There is no correlation between creativity and equipment ownership. None.
Zilch. Nada.Actually, as the artist gets more into her thing, and as she gets more
successful, the number of tools tends to go down. She knows what works for her.
Expending mental energy on stuff wastes time. She's a woman on a mission.
{...} The last thing she wants is to spend three weeks learning how to use a
router drill if she doesn't need to. ~Hugh MacLeod
But....But....how did he know I just bought a new accessory pack for my Dremel? Huh? HOW?!
So yesterday I found out I was accepted to Indie Craft Parade. This will be my first craft show...and it's a juried show. Which is awesome. A tremendous boost. A glorious injection of artistic affirmation [insert obligatory Sally Fieldesque 'they like me!' speech here]... and absolutely terrifying. Yup. I'm scared. I'll admit it. Scared of everything I need to do to get ready. Worried about arranging my table properly and do I need to take credit cards? And quietly wide-eyed and lip-quiveringly floored by the thought of "putting myself out there" and having people find out I'm really no artist after all. Just a poser with some leather scraps and a penchant for whacking things with a hammer.
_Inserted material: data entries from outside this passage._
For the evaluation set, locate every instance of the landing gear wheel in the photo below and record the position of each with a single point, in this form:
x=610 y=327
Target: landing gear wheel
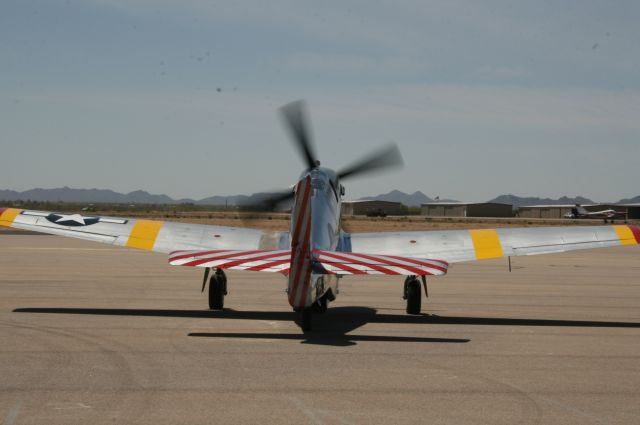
x=305 y=319
x=321 y=305
x=217 y=290
x=413 y=295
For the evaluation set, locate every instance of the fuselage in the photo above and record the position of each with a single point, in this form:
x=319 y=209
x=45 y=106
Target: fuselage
x=323 y=203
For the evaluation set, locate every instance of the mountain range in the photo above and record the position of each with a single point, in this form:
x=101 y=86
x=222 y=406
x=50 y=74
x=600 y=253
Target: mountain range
x=67 y=194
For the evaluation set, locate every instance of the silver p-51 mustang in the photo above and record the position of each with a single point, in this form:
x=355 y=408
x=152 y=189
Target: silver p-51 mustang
x=316 y=253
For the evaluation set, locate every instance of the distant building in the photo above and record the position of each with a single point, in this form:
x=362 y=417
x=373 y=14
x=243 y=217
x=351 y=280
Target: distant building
x=467 y=209
x=545 y=211
x=378 y=208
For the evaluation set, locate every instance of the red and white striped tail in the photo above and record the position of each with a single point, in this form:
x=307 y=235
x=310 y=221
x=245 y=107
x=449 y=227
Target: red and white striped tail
x=301 y=260
x=328 y=262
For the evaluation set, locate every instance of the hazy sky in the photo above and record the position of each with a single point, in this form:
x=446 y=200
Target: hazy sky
x=181 y=97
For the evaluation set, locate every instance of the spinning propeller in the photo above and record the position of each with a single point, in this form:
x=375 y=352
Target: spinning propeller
x=295 y=119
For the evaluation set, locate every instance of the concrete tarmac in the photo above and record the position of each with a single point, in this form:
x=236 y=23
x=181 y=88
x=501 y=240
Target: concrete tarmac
x=92 y=334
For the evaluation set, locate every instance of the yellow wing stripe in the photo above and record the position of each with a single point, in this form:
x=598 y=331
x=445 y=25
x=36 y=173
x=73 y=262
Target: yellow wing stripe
x=144 y=234
x=486 y=243
x=625 y=235
x=7 y=217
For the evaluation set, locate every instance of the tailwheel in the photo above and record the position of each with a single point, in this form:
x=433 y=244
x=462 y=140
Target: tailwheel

So I did what any non-self-respecting nutty capitalist would do in this moment of drivelling angst. I got out my catalogs and started a shopping list! Because I should do MORE! I should add more skills. Design new styles of cuffs! Quick. Quick. Quick! I have to make things I've never even thought of in order to be worthy of public appraisal...
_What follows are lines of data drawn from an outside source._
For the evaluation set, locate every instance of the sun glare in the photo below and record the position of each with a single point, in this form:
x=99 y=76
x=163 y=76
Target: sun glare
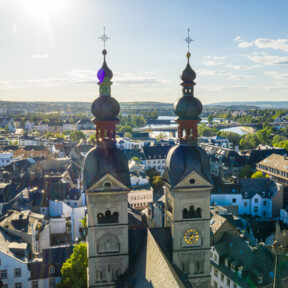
x=43 y=8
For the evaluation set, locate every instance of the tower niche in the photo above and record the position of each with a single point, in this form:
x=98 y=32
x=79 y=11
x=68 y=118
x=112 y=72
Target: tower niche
x=106 y=183
x=188 y=185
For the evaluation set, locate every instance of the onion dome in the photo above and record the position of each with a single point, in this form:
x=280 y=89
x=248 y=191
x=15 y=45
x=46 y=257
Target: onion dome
x=188 y=107
x=105 y=108
x=104 y=71
x=181 y=160
x=188 y=75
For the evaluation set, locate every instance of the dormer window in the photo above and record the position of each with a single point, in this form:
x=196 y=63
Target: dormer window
x=51 y=269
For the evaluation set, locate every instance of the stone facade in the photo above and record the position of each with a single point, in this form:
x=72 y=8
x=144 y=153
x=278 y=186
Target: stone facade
x=107 y=233
x=191 y=258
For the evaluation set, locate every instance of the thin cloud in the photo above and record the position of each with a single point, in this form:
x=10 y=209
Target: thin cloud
x=242 y=77
x=267 y=59
x=14 y=28
x=243 y=67
x=214 y=60
x=40 y=56
x=277 y=75
x=264 y=43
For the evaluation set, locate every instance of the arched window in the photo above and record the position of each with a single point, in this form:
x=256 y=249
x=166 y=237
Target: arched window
x=198 y=213
x=185 y=213
x=108 y=213
x=51 y=269
x=115 y=217
x=192 y=213
x=100 y=217
x=108 y=217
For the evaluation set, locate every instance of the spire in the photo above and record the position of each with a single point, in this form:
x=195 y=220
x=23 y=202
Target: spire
x=105 y=108
x=188 y=108
x=188 y=40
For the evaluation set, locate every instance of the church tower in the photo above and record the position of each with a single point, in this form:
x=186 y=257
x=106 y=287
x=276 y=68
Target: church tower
x=188 y=185
x=106 y=184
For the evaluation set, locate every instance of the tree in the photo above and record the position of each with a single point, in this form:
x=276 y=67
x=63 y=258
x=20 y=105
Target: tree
x=246 y=171
x=92 y=138
x=126 y=128
x=210 y=119
x=257 y=174
x=77 y=136
x=128 y=135
x=160 y=137
x=67 y=132
x=74 y=270
x=84 y=225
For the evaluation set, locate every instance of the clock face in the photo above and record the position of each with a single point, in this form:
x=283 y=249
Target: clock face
x=191 y=236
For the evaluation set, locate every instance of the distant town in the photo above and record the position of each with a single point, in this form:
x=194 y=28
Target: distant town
x=43 y=205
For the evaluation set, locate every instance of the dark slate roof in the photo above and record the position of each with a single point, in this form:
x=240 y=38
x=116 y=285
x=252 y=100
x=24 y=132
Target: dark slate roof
x=182 y=160
x=105 y=160
x=55 y=165
x=257 y=261
x=145 y=256
x=251 y=186
x=155 y=152
x=229 y=157
x=54 y=191
x=36 y=148
x=56 y=256
x=256 y=156
x=261 y=229
x=84 y=122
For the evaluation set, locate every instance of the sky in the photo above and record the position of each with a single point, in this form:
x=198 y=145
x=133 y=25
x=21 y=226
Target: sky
x=50 y=49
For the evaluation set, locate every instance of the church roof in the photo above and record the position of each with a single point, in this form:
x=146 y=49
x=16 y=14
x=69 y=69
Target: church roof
x=101 y=161
x=182 y=160
x=152 y=265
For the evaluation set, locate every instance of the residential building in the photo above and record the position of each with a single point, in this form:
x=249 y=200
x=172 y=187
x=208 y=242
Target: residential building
x=155 y=157
x=129 y=144
x=68 y=125
x=139 y=199
x=28 y=126
x=235 y=264
x=155 y=213
x=13 y=262
x=85 y=124
x=31 y=152
x=256 y=197
x=29 y=141
x=223 y=162
x=46 y=272
x=255 y=156
x=6 y=158
x=276 y=166
x=221 y=222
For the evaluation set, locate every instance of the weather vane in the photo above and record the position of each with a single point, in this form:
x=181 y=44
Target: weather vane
x=188 y=39
x=104 y=37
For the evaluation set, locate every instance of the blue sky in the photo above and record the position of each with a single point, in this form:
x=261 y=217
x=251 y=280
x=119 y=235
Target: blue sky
x=50 y=50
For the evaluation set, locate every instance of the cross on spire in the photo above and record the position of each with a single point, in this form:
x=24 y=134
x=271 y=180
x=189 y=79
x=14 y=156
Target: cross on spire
x=104 y=38
x=188 y=39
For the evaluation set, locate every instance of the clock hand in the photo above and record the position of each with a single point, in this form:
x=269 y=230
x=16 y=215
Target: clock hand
x=191 y=237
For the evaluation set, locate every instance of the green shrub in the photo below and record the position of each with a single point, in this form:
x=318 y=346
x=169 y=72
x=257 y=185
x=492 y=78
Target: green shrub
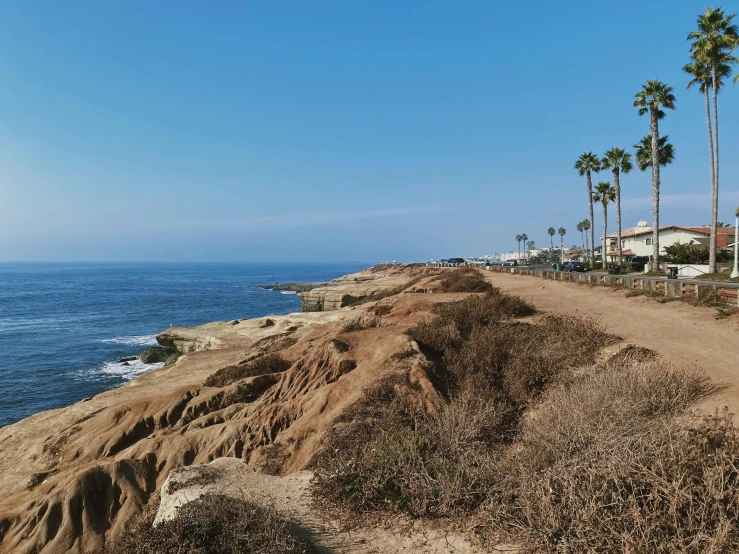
x=269 y=363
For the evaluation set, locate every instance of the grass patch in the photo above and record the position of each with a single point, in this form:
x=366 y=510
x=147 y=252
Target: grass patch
x=443 y=464
x=214 y=524
x=466 y=279
x=717 y=277
x=386 y=293
x=385 y=309
x=269 y=363
x=657 y=295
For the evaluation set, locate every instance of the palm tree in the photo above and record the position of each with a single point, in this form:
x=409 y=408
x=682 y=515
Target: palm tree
x=524 y=238
x=561 y=232
x=551 y=233
x=586 y=227
x=618 y=160
x=604 y=193
x=654 y=96
x=666 y=152
x=715 y=38
x=586 y=164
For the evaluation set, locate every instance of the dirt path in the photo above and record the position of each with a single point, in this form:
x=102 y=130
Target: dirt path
x=681 y=333
x=290 y=496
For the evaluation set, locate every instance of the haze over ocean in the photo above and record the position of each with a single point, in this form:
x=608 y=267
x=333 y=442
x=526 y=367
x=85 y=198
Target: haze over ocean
x=64 y=326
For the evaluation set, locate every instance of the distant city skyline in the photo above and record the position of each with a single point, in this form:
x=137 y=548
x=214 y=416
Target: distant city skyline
x=327 y=131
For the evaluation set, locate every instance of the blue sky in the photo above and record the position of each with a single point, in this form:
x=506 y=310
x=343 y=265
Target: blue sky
x=315 y=130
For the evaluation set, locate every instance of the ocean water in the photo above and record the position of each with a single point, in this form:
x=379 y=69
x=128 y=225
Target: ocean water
x=63 y=327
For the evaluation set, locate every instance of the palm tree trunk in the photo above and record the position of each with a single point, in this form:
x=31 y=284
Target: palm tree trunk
x=654 y=127
x=592 y=219
x=605 y=230
x=714 y=184
x=617 y=186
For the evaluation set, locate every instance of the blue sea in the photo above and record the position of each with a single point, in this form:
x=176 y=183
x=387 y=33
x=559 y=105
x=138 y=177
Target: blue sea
x=63 y=327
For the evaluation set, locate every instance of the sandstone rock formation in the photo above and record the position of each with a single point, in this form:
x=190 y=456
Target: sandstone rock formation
x=71 y=478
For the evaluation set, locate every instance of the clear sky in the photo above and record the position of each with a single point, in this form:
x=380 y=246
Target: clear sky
x=343 y=130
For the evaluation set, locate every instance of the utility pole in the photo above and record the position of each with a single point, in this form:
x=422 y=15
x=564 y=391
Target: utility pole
x=735 y=272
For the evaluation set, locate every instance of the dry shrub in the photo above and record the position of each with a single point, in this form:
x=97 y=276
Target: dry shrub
x=521 y=359
x=214 y=524
x=658 y=295
x=706 y=297
x=455 y=321
x=411 y=461
x=465 y=279
x=264 y=365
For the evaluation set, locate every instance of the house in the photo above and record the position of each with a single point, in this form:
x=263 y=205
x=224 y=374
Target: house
x=636 y=242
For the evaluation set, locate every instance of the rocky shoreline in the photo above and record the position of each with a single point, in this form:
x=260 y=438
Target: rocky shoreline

Luckily I'm reading Hugh MacLeod's little book Ignore Everybody - And 39 Other Keys To Creativity in my spare moments and he felt the need to pimp-slap me over oatmeal this morning. Is it bad that I want to learn new things? I was already planning on taking up metalsmithing...and I already had my Dremel....and I do want to come up with new designs and skills just to save myself and the world from the devastation that occurs when an ADHD person gets bored... Nah. It's not bad. Learning new skills is freakin' awesome.
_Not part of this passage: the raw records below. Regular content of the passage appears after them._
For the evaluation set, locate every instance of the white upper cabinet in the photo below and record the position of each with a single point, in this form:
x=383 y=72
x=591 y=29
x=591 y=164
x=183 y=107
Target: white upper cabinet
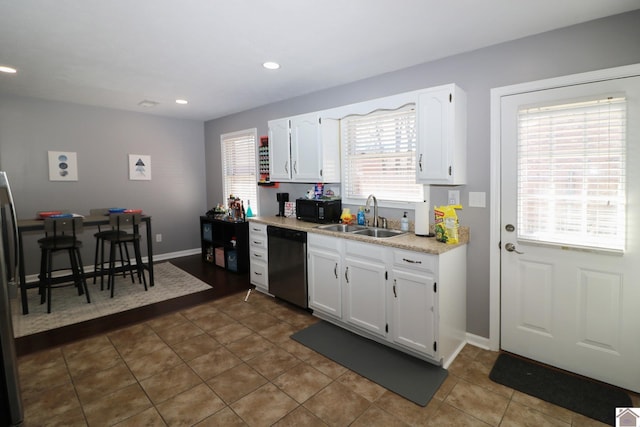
x=279 y=150
x=304 y=148
x=442 y=136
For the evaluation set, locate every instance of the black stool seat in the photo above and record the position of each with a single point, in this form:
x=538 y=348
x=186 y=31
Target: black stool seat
x=120 y=238
x=60 y=235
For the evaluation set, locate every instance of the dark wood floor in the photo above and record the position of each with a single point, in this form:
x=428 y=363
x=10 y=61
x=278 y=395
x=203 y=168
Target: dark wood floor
x=223 y=283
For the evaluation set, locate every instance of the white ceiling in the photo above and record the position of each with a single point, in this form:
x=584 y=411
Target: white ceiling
x=117 y=53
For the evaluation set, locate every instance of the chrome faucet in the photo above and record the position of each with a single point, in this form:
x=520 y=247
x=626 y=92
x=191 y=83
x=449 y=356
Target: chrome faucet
x=375 y=208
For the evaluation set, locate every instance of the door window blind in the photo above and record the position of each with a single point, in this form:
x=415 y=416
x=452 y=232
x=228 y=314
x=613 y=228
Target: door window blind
x=379 y=156
x=239 y=166
x=571 y=173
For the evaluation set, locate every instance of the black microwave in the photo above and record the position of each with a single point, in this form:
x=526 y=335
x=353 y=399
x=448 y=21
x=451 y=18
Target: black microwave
x=321 y=211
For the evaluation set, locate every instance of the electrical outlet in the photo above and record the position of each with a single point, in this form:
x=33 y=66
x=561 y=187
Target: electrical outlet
x=477 y=199
x=454 y=197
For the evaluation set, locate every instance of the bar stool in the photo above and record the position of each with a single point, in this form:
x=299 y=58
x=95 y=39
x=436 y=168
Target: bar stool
x=98 y=267
x=119 y=222
x=60 y=235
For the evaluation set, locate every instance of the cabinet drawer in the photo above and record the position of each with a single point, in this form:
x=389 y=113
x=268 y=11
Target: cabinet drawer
x=415 y=260
x=257 y=254
x=257 y=228
x=259 y=274
x=257 y=239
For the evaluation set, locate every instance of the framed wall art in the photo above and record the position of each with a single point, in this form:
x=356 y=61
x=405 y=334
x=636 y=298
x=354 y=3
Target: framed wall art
x=63 y=166
x=139 y=167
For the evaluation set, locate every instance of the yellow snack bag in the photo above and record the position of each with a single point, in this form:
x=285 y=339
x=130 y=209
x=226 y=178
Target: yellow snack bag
x=446 y=223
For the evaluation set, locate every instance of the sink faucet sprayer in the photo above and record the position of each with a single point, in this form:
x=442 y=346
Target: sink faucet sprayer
x=375 y=208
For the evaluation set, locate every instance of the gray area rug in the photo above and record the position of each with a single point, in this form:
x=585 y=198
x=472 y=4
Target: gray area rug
x=410 y=377
x=67 y=307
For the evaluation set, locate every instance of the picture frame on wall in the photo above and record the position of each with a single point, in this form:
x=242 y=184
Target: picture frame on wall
x=139 y=167
x=63 y=166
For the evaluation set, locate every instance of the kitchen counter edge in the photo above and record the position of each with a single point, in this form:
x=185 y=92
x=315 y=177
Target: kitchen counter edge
x=407 y=241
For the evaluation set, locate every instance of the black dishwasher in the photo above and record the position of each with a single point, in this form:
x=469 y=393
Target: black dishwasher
x=288 y=265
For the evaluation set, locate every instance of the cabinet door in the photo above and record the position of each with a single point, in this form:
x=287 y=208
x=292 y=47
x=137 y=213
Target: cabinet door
x=323 y=275
x=305 y=148
x=441 y=155
x=279 y=150
x=364 y=284
x=413 y=318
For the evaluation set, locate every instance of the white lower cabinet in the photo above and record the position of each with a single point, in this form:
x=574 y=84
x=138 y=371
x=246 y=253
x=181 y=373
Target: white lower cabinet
x=413 y=306
x=412 y=301
x=258 y=266
x=364 y=287
x=324 y=270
BUT panicky shopping for new tools to make me feel "like an artist" is bad. Emphatically bad. A waste of time. A waste of money. And it's a pitiful way of constructing a shield for my neuroses to hide behind. (Don't look at the little wanna-be artist behind the curtain! LOOK at the TOOLS!)
My work - my current work - is what got me into the show in the first place. I don't have to re-invent myself between now and September. (though if you know me, you know I might do it anyway just for the halibut) What I need to do is slap myself back into semi-sanity, save my money, and get back to work doing what I do. I like...no.. I LOVE what I do. It's enough. There's time enough to learn the new skills - and get the tools if I need them. But I will get them out of my real desire for growth, not out of fear. I will not hide behind stuff. I will not avoid and distract with shopping.
My mojo didn't come via UPS before, and it's not gonna come that way now.